SCImago Institutions Rankings
- Categories: Higher education
- Frequency: Annual
- First issue: 2009
- Country: Spain
- Language: English
- Website: www.scimagoir.com

= SCImago Institutions Rankings =

Ranking company

The SCImago Institutions Rankings (SIR), since 2009, has published its international ranking of worldwide research institutions, the SIR World Report. The SIR World Report is the work of the SCImago Research Group, a Spain-based research organization consist of members from the Spanish National Research Council (CSIC), University of Granada, Charles III University of Madrid, University of Alcalá, University of Extremadura, and other education institutions in Spain.
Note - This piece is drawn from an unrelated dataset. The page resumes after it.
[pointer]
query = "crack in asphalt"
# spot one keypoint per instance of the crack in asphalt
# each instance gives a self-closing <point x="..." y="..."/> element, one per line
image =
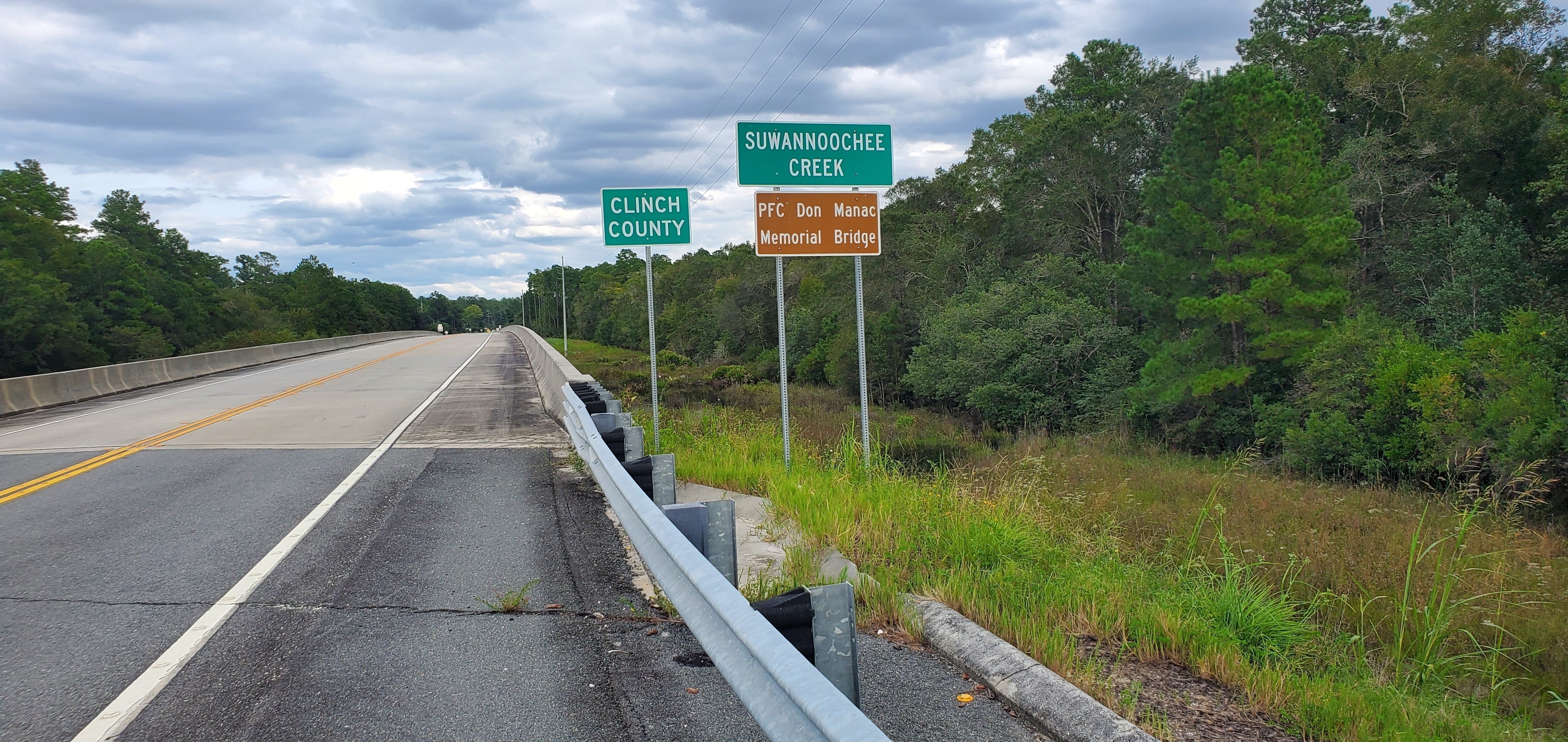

The ranking is divided into five sectors: government, health, higher education, private, and others. For each, it measures areas such as: research output, international collaboration, normalized impact, and publication rate.

== Indicators ==
Indicators are divided into three groups intended to reflect scientific, economic, and social characteristics of institutions. The SIR includes both size-dependent and size-independent indicators; that is, indicators influenced and not influenced by the size of the institutions. In this manner, the SIR provides overall statistics of the scientific publication and other output of institutions, at the same time that enables comparisons between institutions of different sizes. It needs to be kept in mind that, once the final indicator has been calculated out of the combination of the different indicators (to which a different weigh has been assigned), the resulting values have been normalized on a scale of 0 to 100.